White wines made from only white grapes sometimes say so on the label, and the term used to describe such a wine is 'blanc de blancs'. literally translated, 'white of whites': white wine from white grapes. In more exceptional circumstances, a white wine may be made from black or red grapes only, and this is called a 'blanc de noirs' (white of black).

To make a red wine, the skins of red grapes must be left in contact with the crushed grapes and juice during fermentation to give sufficient colour to the wine. In hotter areas, the pigment in the skin becomes more intense under the sun's hot rays, and quickly dyes the wine to a rich, dark purple colour. In cooler climates, the colour is less intense, both in the skins of the grapes and eventually in the wine itself. Red wines are generally made exclusively from red grapes, although there are exceptions to this rule, too. Chianti, for instance, generally contains some white grape juice, or 'must', in the blend.

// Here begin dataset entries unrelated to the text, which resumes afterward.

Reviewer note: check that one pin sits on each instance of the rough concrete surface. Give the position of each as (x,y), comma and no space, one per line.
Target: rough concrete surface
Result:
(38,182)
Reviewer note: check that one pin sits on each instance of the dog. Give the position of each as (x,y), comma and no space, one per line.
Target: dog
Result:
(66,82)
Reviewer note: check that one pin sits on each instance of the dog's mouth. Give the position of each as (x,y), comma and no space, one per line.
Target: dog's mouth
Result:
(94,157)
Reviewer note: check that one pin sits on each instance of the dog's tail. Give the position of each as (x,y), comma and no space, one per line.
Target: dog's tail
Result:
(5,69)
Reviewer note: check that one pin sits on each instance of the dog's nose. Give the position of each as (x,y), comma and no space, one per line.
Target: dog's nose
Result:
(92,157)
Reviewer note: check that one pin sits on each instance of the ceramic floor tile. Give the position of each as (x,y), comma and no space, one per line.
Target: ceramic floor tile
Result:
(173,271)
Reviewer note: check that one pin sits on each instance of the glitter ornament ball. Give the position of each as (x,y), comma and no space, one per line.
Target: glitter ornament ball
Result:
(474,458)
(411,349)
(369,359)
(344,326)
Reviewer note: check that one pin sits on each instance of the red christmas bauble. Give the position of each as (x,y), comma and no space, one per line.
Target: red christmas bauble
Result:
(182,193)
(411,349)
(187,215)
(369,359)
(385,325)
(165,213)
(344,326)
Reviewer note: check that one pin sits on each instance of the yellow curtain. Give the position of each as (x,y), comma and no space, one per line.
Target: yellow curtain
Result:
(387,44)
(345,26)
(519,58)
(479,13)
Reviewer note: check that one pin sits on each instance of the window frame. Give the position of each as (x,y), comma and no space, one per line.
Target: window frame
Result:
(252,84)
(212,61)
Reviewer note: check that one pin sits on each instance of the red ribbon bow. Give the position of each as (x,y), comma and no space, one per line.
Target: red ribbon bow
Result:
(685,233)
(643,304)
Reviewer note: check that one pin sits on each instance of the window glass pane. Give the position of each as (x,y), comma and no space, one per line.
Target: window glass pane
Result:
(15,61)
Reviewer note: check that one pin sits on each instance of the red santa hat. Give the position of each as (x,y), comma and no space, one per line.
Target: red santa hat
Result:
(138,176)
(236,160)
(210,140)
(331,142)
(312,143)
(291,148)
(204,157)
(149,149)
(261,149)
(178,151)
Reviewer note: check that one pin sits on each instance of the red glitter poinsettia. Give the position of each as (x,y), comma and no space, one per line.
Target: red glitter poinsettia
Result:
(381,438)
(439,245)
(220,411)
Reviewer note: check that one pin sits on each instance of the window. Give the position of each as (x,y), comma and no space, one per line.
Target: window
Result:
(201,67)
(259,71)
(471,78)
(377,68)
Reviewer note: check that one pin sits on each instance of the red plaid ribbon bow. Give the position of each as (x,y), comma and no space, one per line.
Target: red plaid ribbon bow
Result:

Rose or pink wines may be made in one of two ways. In most cases the skins of red grapes are left in contact with the 'must' for long enough to give the wine an attractive rose-coloured blush. Alternatively, a little red wine may be blended in with white to make it pink, although this only happens with the cheapest roses and some rose champagnes. Rose wines are not different from whites in colour alone. The inclusion of some of the properties of the red grape adds more body and guts to the overall blend.

The object - apart from simply creating a pretty colour - is to 'beef up' the wine slightly, but as you can imagine, this additional body and flavour can act as a smokescreen as well, covering up all sorts of faults in the wine and disguising less perfect components in the blend. Cheap rose wines, therefore, must be viewed with a little caution.